Leon Kossoff: Affirmation in Truce

Leon Kossoff, Outside Kilburn Underground Station, 1984, oil on board, 77 1/2 x
Leon Kossoff, Outside Kilburn Underground Station, 1984, oil on board, 77 1/2 x 83 7/8 inches (courtesy of the artist and Mitchell-Innes & Nash)

Thaddeus Radell reviews the exhibition Leon Kossoff: London Landscapes at Mitchell-Innes & Nash, New York, on view through December 21, 2013.

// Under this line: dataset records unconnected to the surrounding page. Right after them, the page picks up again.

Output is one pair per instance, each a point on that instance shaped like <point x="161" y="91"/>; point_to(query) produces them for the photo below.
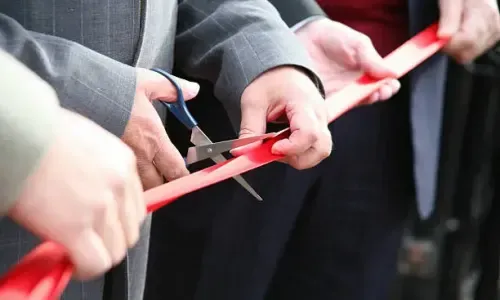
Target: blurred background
<point x="455" y="254"/>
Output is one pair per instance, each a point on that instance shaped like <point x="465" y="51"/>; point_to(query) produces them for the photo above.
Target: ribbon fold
<point x="45" y="272"/>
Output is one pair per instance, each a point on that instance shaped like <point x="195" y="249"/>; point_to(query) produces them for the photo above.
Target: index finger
<point x="169" y="161"/>
<point x="450" y="17"/>
<point x="304" y="126"/>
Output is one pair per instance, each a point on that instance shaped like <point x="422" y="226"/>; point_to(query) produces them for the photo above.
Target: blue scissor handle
<point x="179" y="108"/>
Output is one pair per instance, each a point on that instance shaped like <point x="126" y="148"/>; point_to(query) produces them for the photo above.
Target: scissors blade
<point x="199" y="138"/>
<point x="202" y="152"/>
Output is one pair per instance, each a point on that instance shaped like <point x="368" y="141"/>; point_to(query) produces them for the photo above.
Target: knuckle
<point x="176" y="173"/>
<point x="102" y="205"/>
<point x="118" y="182"/>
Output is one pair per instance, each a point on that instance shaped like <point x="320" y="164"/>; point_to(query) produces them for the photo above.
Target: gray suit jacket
<point x="427" y="97"/>
<point x="87" y="49"/>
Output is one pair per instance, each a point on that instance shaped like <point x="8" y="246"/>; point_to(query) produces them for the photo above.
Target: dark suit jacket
<point x="87" y="51"/>
<point x="427" y="94"/>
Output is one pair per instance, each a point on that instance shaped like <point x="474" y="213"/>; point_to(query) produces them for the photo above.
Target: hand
<point x="85" y="195"/>
<point x="157" y="157"/>
<point x="341" y="54"/>
<point x="473" y="27"/>
<point x="290" y="91"/>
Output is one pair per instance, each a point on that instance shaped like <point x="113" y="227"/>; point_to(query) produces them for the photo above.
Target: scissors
<point x="204" y="147"/>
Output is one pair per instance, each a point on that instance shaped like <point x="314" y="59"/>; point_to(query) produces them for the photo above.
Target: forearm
<point x="28" y="119"/>
<point x="85" y="81"/>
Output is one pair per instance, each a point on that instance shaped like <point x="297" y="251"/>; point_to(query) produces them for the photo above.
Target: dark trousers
<point x="331" y="232"/>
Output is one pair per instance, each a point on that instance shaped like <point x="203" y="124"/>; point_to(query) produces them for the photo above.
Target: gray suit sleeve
<point x="230" y="43"/>
<point x="28" y="118"/>
<point x="86" y="82"/>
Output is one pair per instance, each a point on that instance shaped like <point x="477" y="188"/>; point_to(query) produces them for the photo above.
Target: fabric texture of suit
<point x="87" y="51"/>
<point x="326" y="233"/>
<point x="28" y="118"/>
<point x="427" y="95"/>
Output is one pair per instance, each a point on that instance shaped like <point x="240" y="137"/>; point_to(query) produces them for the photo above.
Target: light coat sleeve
<point x="28" y="119"/>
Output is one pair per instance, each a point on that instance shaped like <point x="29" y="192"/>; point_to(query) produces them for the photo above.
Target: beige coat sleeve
<point x="28" y="116"/>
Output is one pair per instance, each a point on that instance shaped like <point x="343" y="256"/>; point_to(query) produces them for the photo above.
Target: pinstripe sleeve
<point x="230" y="43"/>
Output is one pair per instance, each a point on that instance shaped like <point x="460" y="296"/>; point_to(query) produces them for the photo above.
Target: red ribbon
<point x="44" y="273"/>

Radell writes: "After discovering a motif, his London Landscapes, for example, [Kossoff] attempts to understand what its meaning is to him. Even more important than the visual impact of its inherent form and physicality, even more important than visualizing a synthesis of its spatial possibilities, Kossoff considers its ontological claim on him. This meaning is never easily excavated from the highly complex motifs that appeal to him, and his method is to attempt to decipher it through numerous, and seemingly ferocious, essays of prolonged and rigorous contact. Fought through and through, session after session, the paper becomes battered and scarred, a dense testament and homage to Sisyphean effort... From each effacement follows a new heroic effort, a fresh initiative to discover a more profound resolution of his distinctive graphic phrasing—a drawing that will cohere more stringently to an ineffable meaning he only hopes to unearth. Indeed, one feels that Kossoff arrives more at a truce with his image than a resolution."